The "Complete Streets" legislation under consideration on the St. Louis County Council still faces plenty of roadblocks to final passage. One of the sponsors, Councilman Pat Dolan, D-Richmond Heights, held up the bill again last week, which he’s done since late November, and announced he wants to rewrite parts of it.
Dolan also said that he’s going to meet with groups affected by the bill and come back to the matter early next year.
“We’re trying to work with some people,” Dolan said. “And when we get some more information, we’ll get back to talking to everybody involved and try to put this Complete Streets bill in a proper frame where everybody understands what’s going on.”
The bill, sponsored by Dolan, Councilman Steve Stenger, D-Affton, and Councilwoman Hazel Erby, D-University City could make the county’s transportation department incorporate principles of Complete Streets into county road projects. Those are measures to allow “pedestrians, bicyclists, motorists and public transportation users of all ages and abilities” to move “safely and comfortably along and across a street.”

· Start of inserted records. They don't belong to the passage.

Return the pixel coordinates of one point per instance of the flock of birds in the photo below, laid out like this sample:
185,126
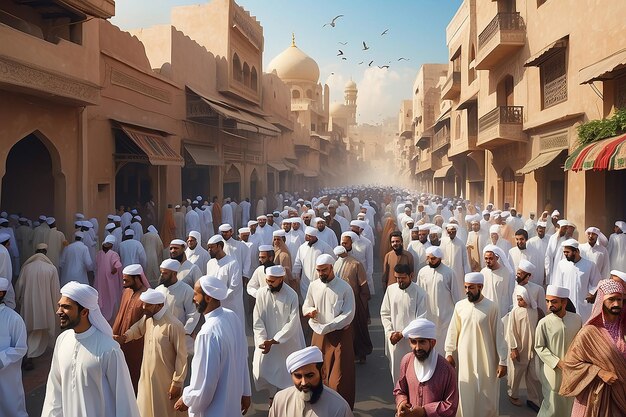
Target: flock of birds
365,47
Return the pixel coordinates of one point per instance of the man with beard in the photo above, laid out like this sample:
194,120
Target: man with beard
553,337
187,271
266,259
88,376
427,384
579,275
164,363
329,306
131,310
595,361
308,397
277,332
396,256
13,349
438,282
476,336
403,302
220,383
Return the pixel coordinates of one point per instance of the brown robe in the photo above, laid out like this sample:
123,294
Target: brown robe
131,310
593,350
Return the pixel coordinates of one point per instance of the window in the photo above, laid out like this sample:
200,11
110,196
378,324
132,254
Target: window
554,80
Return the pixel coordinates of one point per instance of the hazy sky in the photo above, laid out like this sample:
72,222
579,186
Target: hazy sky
416,31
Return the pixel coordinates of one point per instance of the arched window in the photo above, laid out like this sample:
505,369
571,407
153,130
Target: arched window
236,68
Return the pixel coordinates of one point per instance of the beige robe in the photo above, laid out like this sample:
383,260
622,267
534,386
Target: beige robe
164,363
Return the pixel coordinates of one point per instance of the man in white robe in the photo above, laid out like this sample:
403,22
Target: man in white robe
579,275
220,383
12,349
93,380
277,331
438,282
553,336
309,397
476,337
403,302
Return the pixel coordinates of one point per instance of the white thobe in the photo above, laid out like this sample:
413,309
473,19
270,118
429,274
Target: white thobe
88,377
580,278
476,334
276,316
199,257
440,286
398,309
455,256
219,369
498,287
12,350
304,265
75,263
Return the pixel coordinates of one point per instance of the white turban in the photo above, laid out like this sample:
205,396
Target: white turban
213,287
324,259
420,328
434,251
303,357
151,296
554,291
170,264
275,271
87,297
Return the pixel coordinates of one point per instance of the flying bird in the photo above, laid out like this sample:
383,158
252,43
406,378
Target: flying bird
332,22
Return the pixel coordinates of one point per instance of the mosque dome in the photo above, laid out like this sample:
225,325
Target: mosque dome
294,65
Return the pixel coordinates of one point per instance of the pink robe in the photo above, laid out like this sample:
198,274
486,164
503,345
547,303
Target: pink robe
109,285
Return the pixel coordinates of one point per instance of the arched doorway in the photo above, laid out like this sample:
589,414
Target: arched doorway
28,185
232,183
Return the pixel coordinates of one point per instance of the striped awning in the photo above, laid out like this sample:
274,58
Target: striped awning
607,154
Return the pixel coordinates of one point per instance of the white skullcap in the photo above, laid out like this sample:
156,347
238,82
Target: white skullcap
170,264
311,231
178,242
213,287
620,274
216,239
133,269
151,296
474,278
570,242
526,266
434,251
324,259
225,227
338,250
87,297
303,357
555,291
275,271
420,328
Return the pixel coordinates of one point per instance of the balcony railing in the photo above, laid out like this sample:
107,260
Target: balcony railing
502,21
505,115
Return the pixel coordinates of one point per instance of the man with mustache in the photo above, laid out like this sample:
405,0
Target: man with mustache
308,397
427,384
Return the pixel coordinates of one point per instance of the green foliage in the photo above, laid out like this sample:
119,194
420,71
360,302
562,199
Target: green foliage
601,129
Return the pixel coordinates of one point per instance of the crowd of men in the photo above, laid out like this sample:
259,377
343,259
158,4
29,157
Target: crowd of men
154,321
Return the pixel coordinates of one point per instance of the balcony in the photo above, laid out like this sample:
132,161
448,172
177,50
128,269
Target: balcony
501,126
504,35
452,87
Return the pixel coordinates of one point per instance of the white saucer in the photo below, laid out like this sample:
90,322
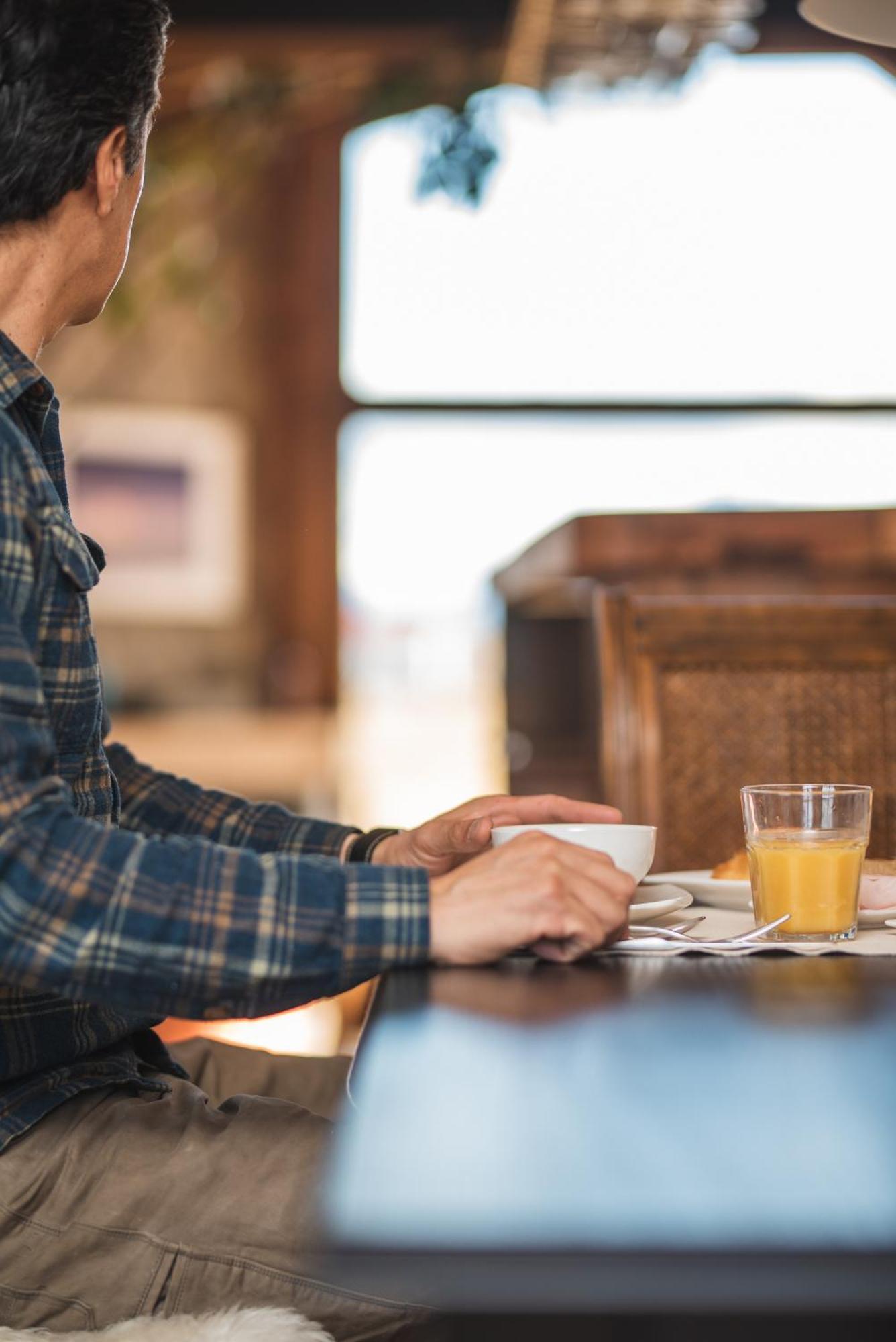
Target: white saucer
736,894
666,900
721,894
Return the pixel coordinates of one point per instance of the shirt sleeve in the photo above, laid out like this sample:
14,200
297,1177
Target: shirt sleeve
167,927
158,805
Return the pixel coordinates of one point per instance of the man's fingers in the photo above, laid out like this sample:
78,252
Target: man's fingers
599,868
551,810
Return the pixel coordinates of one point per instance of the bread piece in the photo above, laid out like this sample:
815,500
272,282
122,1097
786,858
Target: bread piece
881,868
736,869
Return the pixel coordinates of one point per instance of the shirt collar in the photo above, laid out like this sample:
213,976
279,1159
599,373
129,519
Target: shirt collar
18,375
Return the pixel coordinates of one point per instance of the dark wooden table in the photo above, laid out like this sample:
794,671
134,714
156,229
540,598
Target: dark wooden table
663,1144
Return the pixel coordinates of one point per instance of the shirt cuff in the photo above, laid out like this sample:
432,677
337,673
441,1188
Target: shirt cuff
386,923
305,838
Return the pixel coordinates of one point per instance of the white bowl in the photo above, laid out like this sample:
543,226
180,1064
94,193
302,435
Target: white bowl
631,847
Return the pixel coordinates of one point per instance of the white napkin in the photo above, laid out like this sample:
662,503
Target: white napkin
726,923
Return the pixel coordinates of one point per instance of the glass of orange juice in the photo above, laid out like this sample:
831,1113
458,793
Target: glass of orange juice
807,845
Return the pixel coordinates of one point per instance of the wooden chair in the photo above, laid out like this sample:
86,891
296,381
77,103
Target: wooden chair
552,590
704,694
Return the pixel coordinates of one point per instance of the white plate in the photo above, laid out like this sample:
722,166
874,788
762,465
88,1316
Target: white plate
721,894
665,900
877,917
736,894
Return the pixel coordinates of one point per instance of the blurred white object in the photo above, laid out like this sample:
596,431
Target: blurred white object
878,892
864,21
631,847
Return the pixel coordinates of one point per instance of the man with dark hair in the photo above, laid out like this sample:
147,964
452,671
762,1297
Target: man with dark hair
125,894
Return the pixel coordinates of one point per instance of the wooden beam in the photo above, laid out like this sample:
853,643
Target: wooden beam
301,410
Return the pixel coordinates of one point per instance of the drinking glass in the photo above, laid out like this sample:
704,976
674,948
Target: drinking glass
807,845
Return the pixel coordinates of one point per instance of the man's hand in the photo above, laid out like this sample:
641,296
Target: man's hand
537,892
465,833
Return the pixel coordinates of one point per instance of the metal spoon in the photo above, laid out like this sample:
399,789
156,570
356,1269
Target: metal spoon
671,935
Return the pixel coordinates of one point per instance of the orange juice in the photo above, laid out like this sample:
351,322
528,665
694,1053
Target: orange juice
812,878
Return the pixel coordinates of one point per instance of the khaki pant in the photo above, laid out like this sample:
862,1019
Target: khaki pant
117,1204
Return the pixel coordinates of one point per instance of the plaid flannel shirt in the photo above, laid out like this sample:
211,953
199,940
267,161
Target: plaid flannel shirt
127,894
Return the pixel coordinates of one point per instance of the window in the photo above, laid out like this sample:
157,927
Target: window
687,296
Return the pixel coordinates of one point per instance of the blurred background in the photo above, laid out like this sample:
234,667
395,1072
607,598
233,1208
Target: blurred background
414,285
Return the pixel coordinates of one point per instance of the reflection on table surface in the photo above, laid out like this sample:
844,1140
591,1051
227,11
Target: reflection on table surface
689,1105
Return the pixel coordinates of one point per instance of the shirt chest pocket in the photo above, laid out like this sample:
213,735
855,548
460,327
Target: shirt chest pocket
69,660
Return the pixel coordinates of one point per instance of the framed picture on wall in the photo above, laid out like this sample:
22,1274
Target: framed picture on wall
164,492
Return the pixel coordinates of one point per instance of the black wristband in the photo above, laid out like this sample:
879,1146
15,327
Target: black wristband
363,847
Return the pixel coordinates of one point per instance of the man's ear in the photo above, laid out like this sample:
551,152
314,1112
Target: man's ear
109,171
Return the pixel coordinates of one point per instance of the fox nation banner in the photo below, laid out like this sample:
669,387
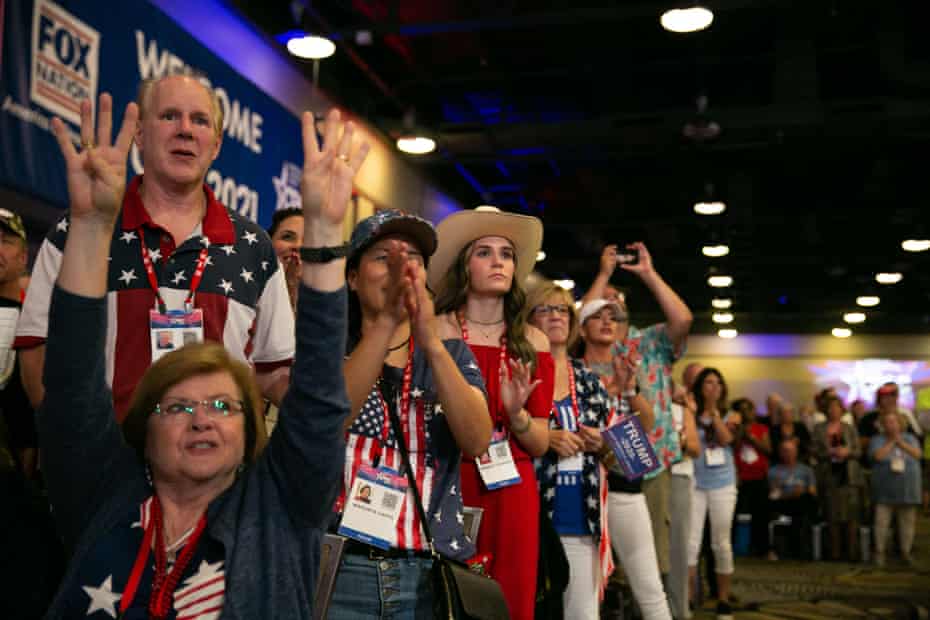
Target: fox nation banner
57,54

The legislation has drawn passionate support – and opposition – during the council’s public forum section.
The bill's proponents – including Trailnet and Paraquad – say the bill will help make county roads more accessible to bikers, walkers and the disabled. But the county’s transportation department questioned whether it would saddle the county with unknown costs.
Rhonda Smythe, policy and advocacy manager for Trailnet, also said that proponents of the bill are meeting with interested parties, adding that “people need time to understand how it affects their organizations.”
“From our perspective, it’s much more valuable to have those stakeholders on board with a policy – rather than passing a policy that doesn’t have stakeholders on board,” she said. “Because the policy just lays out the vision; implementation is going to take decades.”
St. Louis County Department of Highways and Traffic spokesman David Wrone said his department hasn't talked with any council member since before Thanksgiving.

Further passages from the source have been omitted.